An idea and input from the activity coordinator of The Arbor, the memory care wing at Wesley Homes Lea Hill retirement community in Auburn, WA, have blossomed into a mural in the memory care courtyard that can be enjoyed by residents and their families as well as staff members.

Carla Lopez-Wilkerson met artist Andy Eccleshall at the Northwest Flower and Garden Show in Seattle.

“Not only was I amazed by Andy’s talent,” she said, “but I felt our meeting was serendipitous. I knew The Arbor courtyard would be half its size once construction of our new rehabilitation and care center began, and I wanted to make the courtyard enclosure interesting. The area needed to remain a place of serenity and reflection during and after construction. I think Andy’s art accomplishes that.”

Residents have described the 5-foot-by-70-foot mural as “amazing” and “beautiful.” Eccleshall’s design features the Green River, a train, Mt.
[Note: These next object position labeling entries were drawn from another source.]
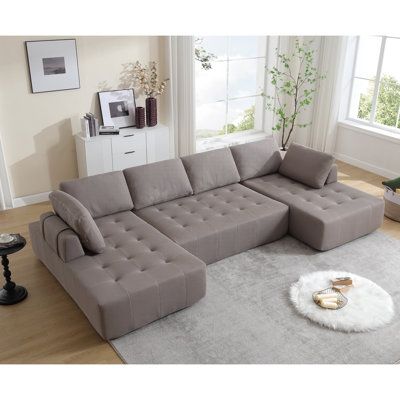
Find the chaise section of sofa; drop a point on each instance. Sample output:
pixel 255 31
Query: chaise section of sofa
pixel 322 212
pixel 139 276
pixel 220 219
pixel 221 222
Rainier and a field of daffodils, all well-known elements of the Auburn landscape. Using recognizable scenes was an important part of the design since familiar surroundings can play a role in calming an agitated person with dementia.

Though Eccleshall had designed large canvas paintings and murals before, he said he had to make some adjustments to his design for Wesley Homes Lea Hill. “Carla’s information on the needs of the residents was good for me to have. She wanted to make sure they weren’t overstimulated by the art,” he said. “I did one sketch where the river came toward you, but Carla said that could be confusing for them. She wanted me to keep the design simple but bold in its color intensity since pastels can appear grayish.”
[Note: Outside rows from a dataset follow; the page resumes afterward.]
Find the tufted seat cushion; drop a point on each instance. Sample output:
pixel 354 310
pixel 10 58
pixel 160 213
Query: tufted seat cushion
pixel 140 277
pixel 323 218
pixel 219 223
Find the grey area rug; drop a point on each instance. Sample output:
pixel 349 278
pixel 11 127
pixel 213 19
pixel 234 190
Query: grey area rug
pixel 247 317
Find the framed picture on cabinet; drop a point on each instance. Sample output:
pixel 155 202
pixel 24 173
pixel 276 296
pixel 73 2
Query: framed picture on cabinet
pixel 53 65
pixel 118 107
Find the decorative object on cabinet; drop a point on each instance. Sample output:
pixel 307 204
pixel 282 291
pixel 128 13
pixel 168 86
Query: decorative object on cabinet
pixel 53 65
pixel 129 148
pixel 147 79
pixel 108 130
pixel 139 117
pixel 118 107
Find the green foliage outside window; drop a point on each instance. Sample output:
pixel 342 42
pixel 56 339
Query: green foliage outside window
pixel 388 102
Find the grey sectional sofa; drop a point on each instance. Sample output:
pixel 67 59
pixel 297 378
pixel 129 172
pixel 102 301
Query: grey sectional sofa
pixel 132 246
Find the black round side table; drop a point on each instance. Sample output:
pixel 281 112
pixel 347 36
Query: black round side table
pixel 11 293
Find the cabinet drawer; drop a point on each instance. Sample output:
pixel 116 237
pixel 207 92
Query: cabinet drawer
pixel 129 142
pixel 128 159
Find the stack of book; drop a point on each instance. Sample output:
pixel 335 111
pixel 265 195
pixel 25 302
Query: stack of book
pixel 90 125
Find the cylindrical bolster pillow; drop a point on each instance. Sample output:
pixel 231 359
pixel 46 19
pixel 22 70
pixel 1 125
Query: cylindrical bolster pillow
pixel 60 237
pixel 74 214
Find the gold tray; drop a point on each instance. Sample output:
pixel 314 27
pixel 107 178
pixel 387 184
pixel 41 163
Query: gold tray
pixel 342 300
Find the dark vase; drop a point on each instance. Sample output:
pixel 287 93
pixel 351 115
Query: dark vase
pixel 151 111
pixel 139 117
The final design has the Green River flowing sideways to encourage residents to follow the river along the mural.

“It was hard for me to stop myself from going more and more into the design,” Eccleshall said. “I’ve painted murals for 22 years, and I love to include those details. But the simplicity of this mural was meant to stir the memories of the residents and encourage conversation. It needed to be simple.”

“I’m so happy with Andy’s work,” Lopez-Wilkerson said. “The Arbor residents may not be able to go to a museum, but Andy helped me bring fine art to them.”